It was in 1946, as a student of the Slade School of Art, when William Turnbull created his first sculpture of a horse’s head. Comprised of two intersecting planes perpendicularly bisecting each other, Turnbull’s subject is uniquely abstracted while immediately recognizable. His harnessing of the evocative power of ancient sculpture’s formal simplicity and totemic nature is crystallized in his modernist investigation into the possibilities of meaning-construction from this visual typology. Turnbull’s method of creating an image borders on that of the archetype: he distills the essential qualities of a horse into readable forms that capture the animal’s presence. This particular treatment of form would become the leitmotif of Turnbull’s practice, reappearing throughout his career.
"When I make horse’s heads—I have done them pretty well ever since the beginning—it’s always been with this idea of having a metaphoric quality. But also with only part of the horse represented, you didn’t feel the rest of the horse is missing. That has always fascinated me in sculpture where the part can become the whole."
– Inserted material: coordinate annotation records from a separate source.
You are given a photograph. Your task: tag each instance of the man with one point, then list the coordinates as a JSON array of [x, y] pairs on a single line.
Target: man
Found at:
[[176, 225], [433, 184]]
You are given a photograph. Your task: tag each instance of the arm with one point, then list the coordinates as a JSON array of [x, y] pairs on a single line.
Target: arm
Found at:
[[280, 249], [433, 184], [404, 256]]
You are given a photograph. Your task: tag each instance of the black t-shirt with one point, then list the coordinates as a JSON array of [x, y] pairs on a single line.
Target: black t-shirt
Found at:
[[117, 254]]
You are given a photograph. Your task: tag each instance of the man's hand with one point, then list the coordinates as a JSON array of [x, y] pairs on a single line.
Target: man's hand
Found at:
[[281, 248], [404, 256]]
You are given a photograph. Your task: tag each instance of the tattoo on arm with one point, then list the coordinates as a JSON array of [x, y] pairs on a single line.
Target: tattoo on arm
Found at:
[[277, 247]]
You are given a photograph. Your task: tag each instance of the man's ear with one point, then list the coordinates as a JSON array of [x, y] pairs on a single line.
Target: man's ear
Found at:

—William TurnbullHeld in the esteemed collection of Robin Quist Gates for over three decades, Horse 2, 1987, marked Turnbull’s return to this visual theme, this time with different terms. The intervening years provided a crucial distance for reflection, experimentation, and development. In reworking the image of the horse, Turnbull reflected, “it is very interesting to see the possibility of enormous variation. It is not necessary to take a new theme, but to transpose something.”i Even so, the attributes that first drew Turnbull to render the animal as his subject remain; the horse’s enduring relation to humanity, its formal similarity to tools such as the adze, and its appearance in antiquity including in the frieze of the Parthenon, all extend the possibilities of creation for Turnbull.
Two smooth panels of polished bronze define Horse 2 in clean lines and curves. The front panel depicting the horse’s face bears two holes which serve as the eyes and allows further psychological entrance to the sculpture. The back panel is essentially an arch, representing the neck and mane of the horse. Its shape, reminiscent of a classical Greek Corinthian helmet, communicates the movement and heroism typically associated with the animal. The carved grooves suggest the mane and teeth of the horse, providing the sculpture with an outwardly weathered and powerful appearance.
An essential frontal dynamism still dominated Turnbull’s practice by 1987, but there is also a sense of stillness present in Horse 2 that introduces a level of contemplative stasis to this work. The closed arch of the head grounds Horse 2, offering a solid steadiness that balances the delicateness of the sculpture—a stunning reprisal of Turnball’s eternal subject.